Infosys has revised its revenue growth guidance for FY21 in the range of 4.5-5% in constant currency terms and operating margin 24-24.5% whereas Wipro expects a sequential revenue hike in the range of 1.5-3.5% for Q4, FY21.

Both the firms reported some of the largest deal-wins in their history during Q3 as well as cuts in discretionary spending which led to expansion in the operating margins. While Infosys continued to best its peers in the IT industry with deals worth a huge $7.13 billion during the quarter, rival Wipro said it is on the path of a growth trajectory and will catch up with its peers in the next few quarters.

Infosys continues strong deal momentum

Huge deal wins by Infosys across verticals like manufacturing, financial services and communication have placed the Bengaluru headquartered firm ahead of others which the CEO, Salil Parekh, attributes to the company’s investments in digital capabilities before the COVID pandemic. Parekh, who completed three years as CEO in January, said the firm has been able to achieve its target of clocking more than 50% revenues from digital, which will continue to increase for the coming quarters.

Parekh is also credited with some of the biggest deal wins including the over $3 billion multi-year contract with German auto major Daimler as well as a $1 billion deal with US investment firm Vanguard. The Infy board also awarded stock units worth Rs 3.25 crore to Parekh. “With the intense focus on client needs and the comprehensive foundation built on differentiated capabilities, I remain confident about the future,” he said.

The company’s net profit gew by 16.6% YoY to Rs 5,197 crore. The sequential revenue hike for the quarter was an 8-year high at 5.3% at Rs 25,927 crore. The Q3 operating margin stood at 25.4%, a YoY increase of 350 basis points. The IT services provider also announced the acquisition of Australian design firm Carter Digital for an undisclosed amount.

Wipro’s focus on linear structure to drive growth

The management rejig at Wipro has paid off with the IT services provider announcing major deal clinches for Q3, FY21 which resulted in the net profit rising by 21% to Rs 2,968 crore whereas the gross revenues for the quarter grew by 3.7% sequentially at Rs 15,670 crore. The IT services operating margin was 21.7%, an expansion of 329 bps YoY.

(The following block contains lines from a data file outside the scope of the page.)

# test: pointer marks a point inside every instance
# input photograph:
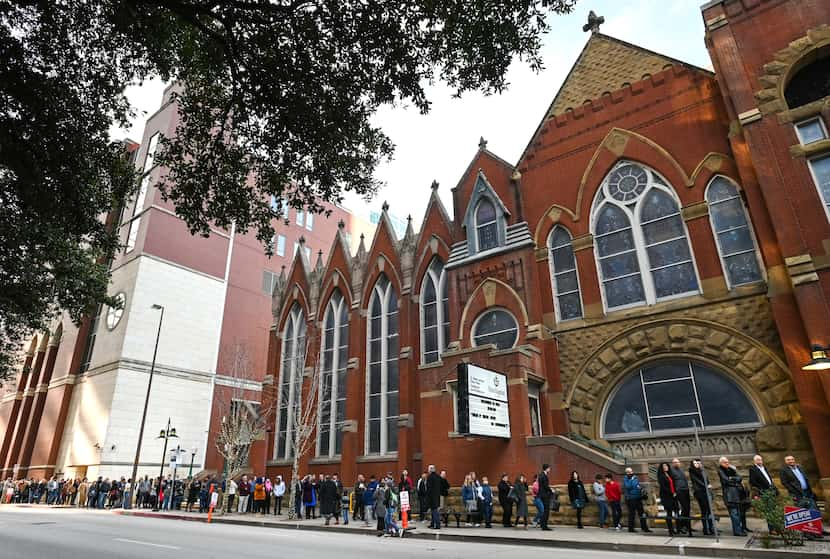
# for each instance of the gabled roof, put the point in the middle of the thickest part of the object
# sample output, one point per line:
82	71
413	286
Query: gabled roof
605	64
483	189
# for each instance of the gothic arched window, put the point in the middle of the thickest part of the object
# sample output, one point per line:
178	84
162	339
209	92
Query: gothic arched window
435	321
676	395
334	358
637	226
291	381
382	380
563	275
736	243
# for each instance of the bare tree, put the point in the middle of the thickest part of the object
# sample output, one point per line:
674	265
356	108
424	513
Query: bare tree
304	425
243	421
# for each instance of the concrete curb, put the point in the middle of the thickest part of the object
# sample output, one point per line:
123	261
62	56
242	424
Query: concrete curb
660	549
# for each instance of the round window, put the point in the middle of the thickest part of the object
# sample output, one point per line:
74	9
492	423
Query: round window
497	327
627	183
114	314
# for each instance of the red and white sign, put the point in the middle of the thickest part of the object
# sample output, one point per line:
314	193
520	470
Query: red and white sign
803	520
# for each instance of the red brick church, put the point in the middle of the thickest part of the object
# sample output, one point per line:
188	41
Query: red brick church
655	266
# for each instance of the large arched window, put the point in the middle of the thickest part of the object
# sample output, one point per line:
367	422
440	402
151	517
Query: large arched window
334	356
637	226
486	225
291	381
382	380
496	326
563	275
676	396
435	321
736	243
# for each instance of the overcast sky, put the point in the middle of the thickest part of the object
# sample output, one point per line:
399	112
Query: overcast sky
440	145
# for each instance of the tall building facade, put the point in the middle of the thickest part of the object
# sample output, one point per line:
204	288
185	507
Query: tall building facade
76	407
650	275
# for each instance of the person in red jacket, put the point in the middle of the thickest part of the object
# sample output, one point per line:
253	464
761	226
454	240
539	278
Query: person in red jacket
614	494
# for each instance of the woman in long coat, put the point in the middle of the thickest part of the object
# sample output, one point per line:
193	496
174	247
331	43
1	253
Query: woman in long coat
668	495
520	492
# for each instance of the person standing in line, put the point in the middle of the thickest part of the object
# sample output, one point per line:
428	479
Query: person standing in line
668	495
445	489
546	494
601	499
701	492
269	491
421	491
434	484
279	493
578	497
244	492
487	502
537	501
797	485
232	488
733	494
683	497
505	501
633	493
468	495
518	495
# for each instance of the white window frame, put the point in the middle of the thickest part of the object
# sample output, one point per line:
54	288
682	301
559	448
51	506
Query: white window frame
478	226
336	304
296	367
801	123
384	295
715	232
554	273
640	247
484	313
825	202
439	282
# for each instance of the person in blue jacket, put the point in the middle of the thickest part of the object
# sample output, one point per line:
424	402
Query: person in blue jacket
633	494
369	501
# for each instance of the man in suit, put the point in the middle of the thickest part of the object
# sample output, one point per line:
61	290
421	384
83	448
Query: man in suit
795	482
434	484
760	479
545	494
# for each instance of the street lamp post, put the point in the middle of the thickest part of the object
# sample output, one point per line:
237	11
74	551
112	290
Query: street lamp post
192	458
166	434
147	397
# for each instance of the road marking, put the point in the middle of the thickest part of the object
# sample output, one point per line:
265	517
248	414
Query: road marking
146	543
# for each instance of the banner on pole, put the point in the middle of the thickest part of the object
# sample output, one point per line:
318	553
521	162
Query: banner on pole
803	520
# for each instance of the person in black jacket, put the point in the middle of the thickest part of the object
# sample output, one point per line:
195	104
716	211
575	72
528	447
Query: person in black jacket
577	495
760	479
434	491
505	501
545	494
701	488
668	495
421	491
733	494
797	485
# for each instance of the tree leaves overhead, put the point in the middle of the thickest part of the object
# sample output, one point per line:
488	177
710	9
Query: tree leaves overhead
275	98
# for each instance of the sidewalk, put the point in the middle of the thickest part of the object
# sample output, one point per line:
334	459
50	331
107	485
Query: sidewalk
658	542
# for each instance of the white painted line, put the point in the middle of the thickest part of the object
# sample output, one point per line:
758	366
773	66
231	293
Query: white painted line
146	543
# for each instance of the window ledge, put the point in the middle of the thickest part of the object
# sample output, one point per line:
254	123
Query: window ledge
392	456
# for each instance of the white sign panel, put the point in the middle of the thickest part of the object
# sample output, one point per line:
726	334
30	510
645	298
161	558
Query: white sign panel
488	406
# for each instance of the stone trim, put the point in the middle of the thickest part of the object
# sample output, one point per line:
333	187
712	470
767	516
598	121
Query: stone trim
695	211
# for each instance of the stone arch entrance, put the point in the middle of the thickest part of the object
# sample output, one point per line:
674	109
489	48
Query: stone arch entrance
756	369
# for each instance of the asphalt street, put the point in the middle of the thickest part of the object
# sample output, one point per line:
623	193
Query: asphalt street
27	533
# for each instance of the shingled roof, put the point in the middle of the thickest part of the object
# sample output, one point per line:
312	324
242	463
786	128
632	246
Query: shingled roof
606	64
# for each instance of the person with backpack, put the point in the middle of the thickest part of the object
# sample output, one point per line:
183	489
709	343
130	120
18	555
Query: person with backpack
537	501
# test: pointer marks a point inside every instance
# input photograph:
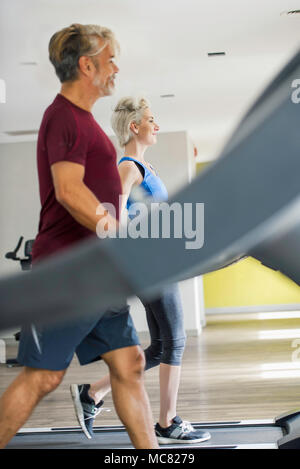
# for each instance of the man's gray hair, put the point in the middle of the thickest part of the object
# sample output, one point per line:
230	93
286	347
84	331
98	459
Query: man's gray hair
69	44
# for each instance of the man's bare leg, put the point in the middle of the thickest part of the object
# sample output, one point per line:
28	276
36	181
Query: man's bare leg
131	401
22	396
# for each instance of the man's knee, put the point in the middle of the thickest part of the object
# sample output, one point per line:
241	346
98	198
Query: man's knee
44	381
126	364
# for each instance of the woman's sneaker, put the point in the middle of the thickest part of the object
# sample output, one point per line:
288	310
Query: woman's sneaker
180	432
85	408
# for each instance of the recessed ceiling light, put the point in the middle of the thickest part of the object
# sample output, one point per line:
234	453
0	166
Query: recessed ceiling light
214	54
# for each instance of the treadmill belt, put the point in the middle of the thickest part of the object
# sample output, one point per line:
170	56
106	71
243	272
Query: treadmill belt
117	438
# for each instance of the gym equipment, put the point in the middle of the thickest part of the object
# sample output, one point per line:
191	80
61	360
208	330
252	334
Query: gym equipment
282	433
24	261
25	265
252	207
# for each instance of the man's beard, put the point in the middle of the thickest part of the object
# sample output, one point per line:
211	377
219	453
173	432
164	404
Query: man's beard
107	89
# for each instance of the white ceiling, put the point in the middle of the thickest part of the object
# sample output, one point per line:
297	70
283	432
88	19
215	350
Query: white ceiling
164	46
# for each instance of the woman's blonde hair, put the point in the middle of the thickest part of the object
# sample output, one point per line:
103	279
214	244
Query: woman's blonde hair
127	110
69	44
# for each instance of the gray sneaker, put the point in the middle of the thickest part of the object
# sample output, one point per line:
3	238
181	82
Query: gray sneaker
85	408
180	432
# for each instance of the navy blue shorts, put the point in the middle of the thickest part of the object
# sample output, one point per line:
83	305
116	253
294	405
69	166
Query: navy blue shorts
89	338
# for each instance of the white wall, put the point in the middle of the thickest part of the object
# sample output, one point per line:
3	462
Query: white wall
173	158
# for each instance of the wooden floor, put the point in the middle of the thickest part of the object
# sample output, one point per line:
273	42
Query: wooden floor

Wipro’s CEO Thierry Delaporte who took charge in June last year said that the company has performed well across all the geographies as well as verticals and will stay focused on the linear organisational structure model. The company’s attrition remained flat at 11%.

“We are driving the trajectory for Wipro without comparing it to competitors. We are aware that we have grown less than others. We restored growth in Q2 and are accelerating in the next quarters. We will continue to make investments to grow faster and a lot of talent is being inducted in the organisation. The demand environment is steadily improving, especially for digital
transformation, digital operations and cloud services. I am also pleased to share with you that we have moved into our new organization structure and are stabilizing quickly,” Delaporte added.